Pa- Too late of a doe season
#1
Fork Horn
Thread Starter
Join Date: Dec 2008
Location: SE, Pennsylvania
Posts: 174
Pa- Too late of a doe season
I've been giving some thought to our current late doe season with rifles. I think the season is way to late. With discussions on bucks and deer ratios and numbers, I was curious to hear what other fellow hunters think of this late season. The big question is for how many people think that some mature buck get taken by accident. Since bucks can lose their horns already, is it fair that we still hunt doe? Bucks at a distance with no horns could easily be shot for a mature doe. With the season starting in September, I think ending it at the end of December is plenty. This could potentially save a few bucks. What does everyone else think?
#2
Nontypical Buck
Join Date: Apr 2008
Posts: 3,879
I read a PGN article from the 80s , when the doe season was 2 or 3 days after buck season and they said that 2-3% of the antlerless harvest were adult bucks that had lost their racks. With ARs ,more buck survive the combined season I wouldn't be surprised if rate had increased to around 5%.
#3
Typical Buck
Join Date: May 2010
Location: South East Pa.
Posts: 526
Two years ago I shot a big bodied buck in unit 5-C that had shed already. Better a buck than a doe.
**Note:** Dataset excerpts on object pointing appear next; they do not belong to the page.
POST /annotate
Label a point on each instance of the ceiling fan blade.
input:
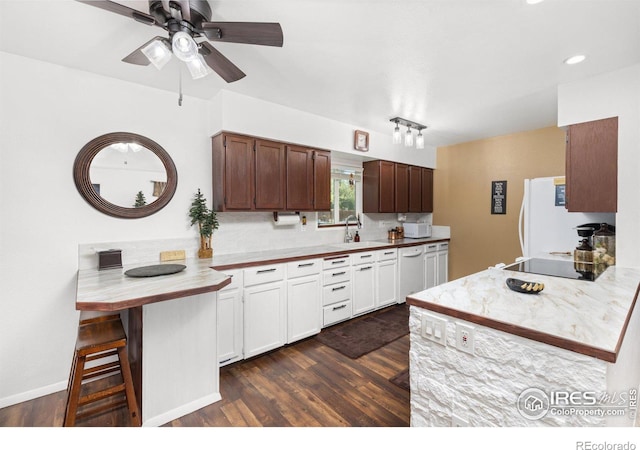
(122, 10)
(137, 57)
(220, 64)
(185, 9)
(244, 32)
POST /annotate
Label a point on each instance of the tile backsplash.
(242, 232)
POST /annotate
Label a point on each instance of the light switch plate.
(172, 255)
(434, 328)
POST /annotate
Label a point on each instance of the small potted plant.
(140, 200)
(207, 223)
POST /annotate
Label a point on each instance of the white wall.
(608, 95)
(47, 114)
(260, 118)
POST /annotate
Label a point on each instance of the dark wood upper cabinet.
(415, 189)
(396, 187)
(402, 188)
(270, 175)
(321, 180)
(592, 166)
(427, 190)
(378, 186)
(233, 173)
(255, 174)
(299, 178)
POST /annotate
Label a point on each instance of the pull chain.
(180, 84)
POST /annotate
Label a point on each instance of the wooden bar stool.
(100, 338)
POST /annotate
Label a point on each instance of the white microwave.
(417, 230)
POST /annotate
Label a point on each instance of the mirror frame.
(82, 179)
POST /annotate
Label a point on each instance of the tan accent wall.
(462, 193)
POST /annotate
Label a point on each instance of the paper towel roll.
(286, 219)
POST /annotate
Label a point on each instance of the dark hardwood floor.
(306, 384)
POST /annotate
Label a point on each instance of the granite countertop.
(240, 260)
(112, 290)
(582, 316)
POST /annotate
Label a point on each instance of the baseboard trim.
(35, 393)
(183, 410)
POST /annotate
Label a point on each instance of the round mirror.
(125, 175)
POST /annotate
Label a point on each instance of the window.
(346, 196)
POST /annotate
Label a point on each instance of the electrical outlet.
(457, 421)
(434, 328)
(172, 255)
(465, 338)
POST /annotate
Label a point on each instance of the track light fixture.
(408, 137)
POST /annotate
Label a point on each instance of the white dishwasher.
(411, 269)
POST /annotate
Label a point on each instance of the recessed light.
(575, 59)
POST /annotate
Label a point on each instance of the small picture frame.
(361, 141)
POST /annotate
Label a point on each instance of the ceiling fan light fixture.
(158, 53)
(198, 68)
(184, 47)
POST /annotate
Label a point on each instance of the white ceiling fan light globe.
(184, 47)
(157, 53)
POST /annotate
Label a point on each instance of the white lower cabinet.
(265, 310)
(304, 300)
(230, 320)
(436, 263)
(363, 278)
(336, 290)
(443, 262)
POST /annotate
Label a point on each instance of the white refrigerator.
(546, 228)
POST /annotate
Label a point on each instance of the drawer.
(334, 276)
(336, 261)
(303, 268)
(386, 255)
(263, 274)
(336, 293)
(363, 258)
(236, 280)
(430, 248)
(336, 313)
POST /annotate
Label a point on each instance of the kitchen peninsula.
(476, 346)
(171, 326)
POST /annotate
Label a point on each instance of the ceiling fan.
(185, 21)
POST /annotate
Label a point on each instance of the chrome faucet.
(348, 237)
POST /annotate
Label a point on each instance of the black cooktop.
(552, 267)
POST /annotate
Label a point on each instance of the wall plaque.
(498, 197)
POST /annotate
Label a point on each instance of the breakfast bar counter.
(485, 355)
(172, 333)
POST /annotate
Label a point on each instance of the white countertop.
(112, 290)
(584, 316)
(235, 260)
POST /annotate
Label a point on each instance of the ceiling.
(468, 69)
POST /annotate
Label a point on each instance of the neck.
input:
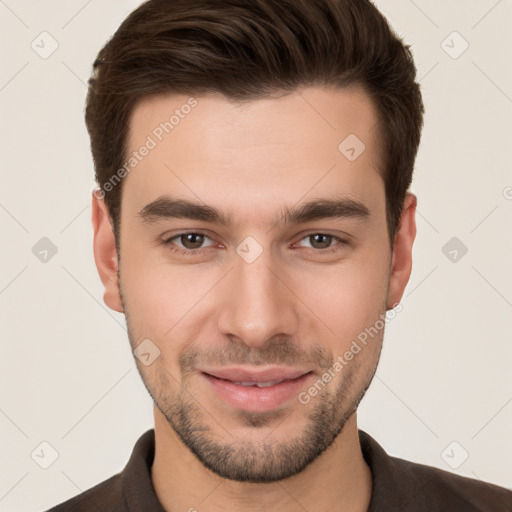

Anyway, after a long drag up and across a steep hill, I get it home and had to throw it out. I noticed a small hole through the belly really low, and some jelled blood in the body cavity, but no organs hit. It was really thinned out, but I thought it was from the rut. Looked O.K. when skinned. I cut in to the bone and it was poisoned. Don't know if it was from the hole or hit by a car weeks before or what. Point is, in that area, with traffic, poaching, hunters that are lousy shots, bow season, and everything else that causes bucks to wander off and die in the brush, a few shot for doe is not even relevant. I remember back in the 3 day doe season when a lot of buck were shot some years on the mountain I hunt. It usually was when we had brutally cold weather for a while. We figured the antlers kind of froze off. The biologists said no, but then they also said deer can't see colors.
Anyway, after a long drag up and across a steep hill, I get it home and had to throw it out. I noticed a small hole through the belly really low, and some jelled blood in the body cavity, but no organs hit. It was really thinned out, but I thought it was from the rut. Looked O.K. when skinned. I cut in to the bone and it was poisoned. Don't know if it was from the hole or hit by a car weeks before or what. Point is, in that area, with traffic, poaching, hunters that are lousy shots, bow season, and everything else that causes bucks to wander off and die in the brush, a few shot for doe is not even relevant. I remember back in the 3 day doe season when a lot of buck were shot some years on the mountain I hunt. It usually was when we had brutally cold weather for a while. We figured the antlers kind of froze off. The biologists said no, but then they also said deer can't see colors.
#4
Here in Vermont the F&W dept put out feelers to initiate a 4 day early ML season in late Oct to only fill doe tags. Presently the doe are harvested by lottery in the 9 day ML season which falls in early Dec after the does have been bread. The feeling by many is why let them eat the forage which goes to waste if they are only going to be killed later. Many states use that method to cull the does and it looked like Vt was going to get modern with their thinking. The overall goal was to not remove more does but to take them earlier. The new lib governor didn't like the sounds of that and between he and his followers shot it down in the public hearings portion of the study.
#5
Fork Horn
Join Date: Dec 2010
Posts: 110
Amen, I stopped hunting for many years and finally took up bow this year because I can't stand sitting out in the cold for doe season. My dad never took me out for anything but doe season, so that's all I ever knew to hunt. 20 years ago when I started going into the woods with my dad, it was always snow covered ground at at the most 15 degrees outside.
#6
Fork Horn
Thread Starter
Join Date: Dec 2008
Location: SE, Pennsylvania
Posts: 174
Yeah who knows how many get killed this way, its just a thought. I recall shooting a buck this way years ago in rifle when the seasons were split. Unvisible untill I walked up to gut it. Saw the one side busted about a 1/2 inch and the other side was green puss where horn should have been. It sounds like some get shot back in December already but January could have a lot more cases.
#7
Nontypical Buck
Join Date: Feb 2009
Posts: 1,926
There is no perfection in PA
No way for perfection in a state that had one million hunters, and has some 700,000 plus now.
But hunters got a chance for buck season, the last fifty years. For some, that's perfection enough.
But hunters got a chance for buck season, the last fifty years. For some, that's perfection enough.